The same domestic calculations evidently underlie Navalny’s ambivalent stance on Putin’s policies toward Russia’s “near abroad” and especially Ukraine. While acknowledging that Russia’s annexation of Crimea in 2014 violated international law, Navalny has only gone so far as to call for a second popular referendum on the peninsula’s status, as have failed presidential candidates Ksenia Sobchak and Grigory Yavlinsky. On eastern Ukraine, Navalny promises to fulfill Russia’s obligations under the Minsk accords. In a controversial debate with former separatist commander Igor Girkin, Navalny described the war in eastern Ukraine as “an expensive thing.” 

And yet a decade ago, Navalny had no objections—moral or material—about military intervention in the post-Soviet space. In 2008, he supported Russia’s conflict with Georgia, explicitly calling on Russia to recognize and militarily support Abkhazia and South Ossetia, blockade and sever relations with Georgia, and expel Georgian citizens from Russia. Almost a decade later, he affirmed his support for the independence of Abkhazia and South Ossetia and even voiced his support for the recognition of Transdniestria, the breakaway province of Moldova whose independence even Moscow has declined to recognize. 

Navalny thus shares the establishment view that Russia is entitled to a say in the domestic affairs of its post-Soviet neighbors. He remains committed to regional integration in the post-Soviet space, advocating the expansion of the Eurasian Economic Union and the establishment of a regional trade network with Russia at its center. He believes in capitalizing on Russia’s soft power assets to influence the political calculations of its neighbors instead of spending taxpayer rubles on “petty bribery and coaxing post-Soviet elites.” 

The most intrusive elements of Navalny’s “near abroad” policy are couched in pro-democracy rhetoric. He promises to export a “democratic political system,” “civil rights and human rights,” and “economic openness and free trade” to post-Soviet countries, a policy certain to disquiet authoritarian states in Russia’s neighborhood. If Putin’s Russia categorically opposes regime change—one of the main qualities that makes Russia an appealing partner for regional and international strongmen—Navalny’s Russia would compound the regime security concerns of authoritarian states in the post-Soviet space. Navalny’s “near abroad” policy would also pose a difficult question for Western observers: is Russia’s interference in the domestic affairs of its neighbors only objectionable when it promotes authoritarian norms?
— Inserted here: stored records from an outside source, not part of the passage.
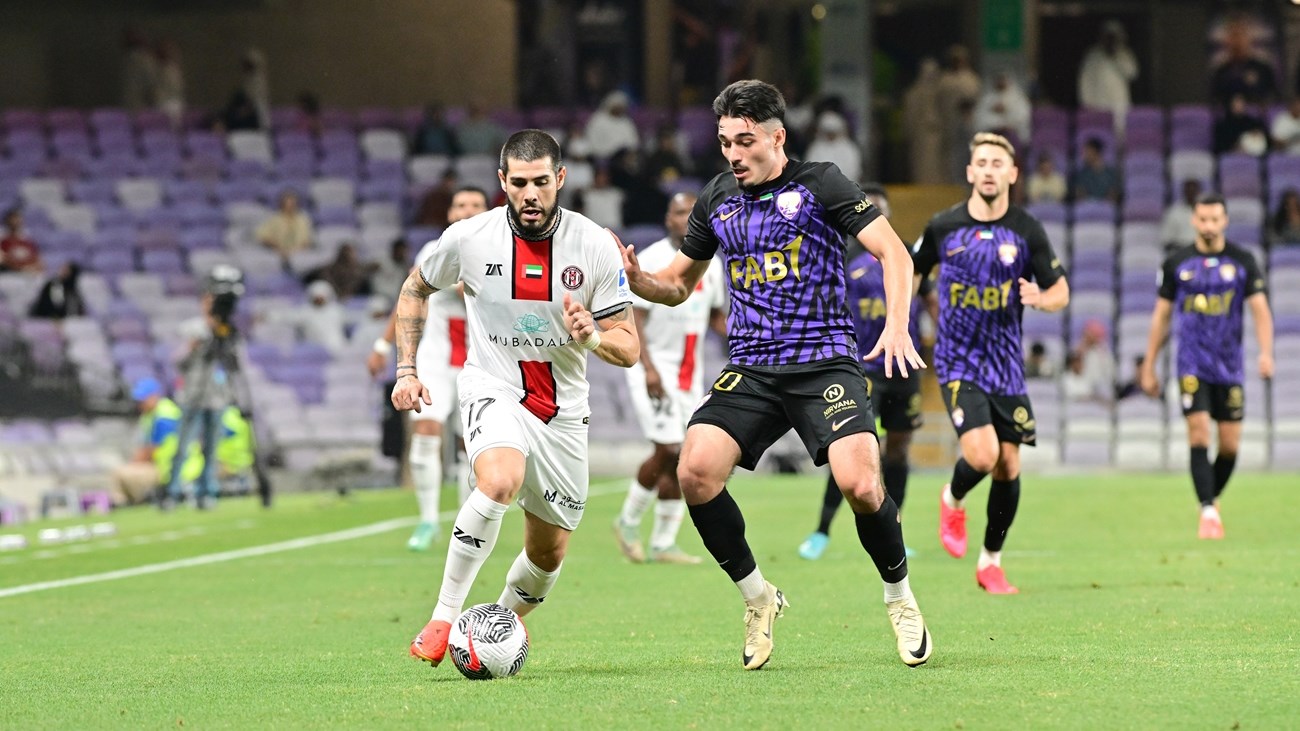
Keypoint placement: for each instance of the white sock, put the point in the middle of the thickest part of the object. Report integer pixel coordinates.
(464, 479)
(667, 522)
(527, 585)
(953, 504)
(472, 540)
(897, 592)
(753, 588)
(636, 504)
(988, 558)
(427, 475)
Will Navalny succeed Putin? Almost definitely not. Could post-Putin political elites seeking economic growth and a less inhospitable external environment co-opt his foreign policy views? That is much more plausible. The change and continuity Navalny promises should serve as a warning to Russia’s foreign allies and adversaries alike: prepare for a post-Putin foreign policy, for better and worse.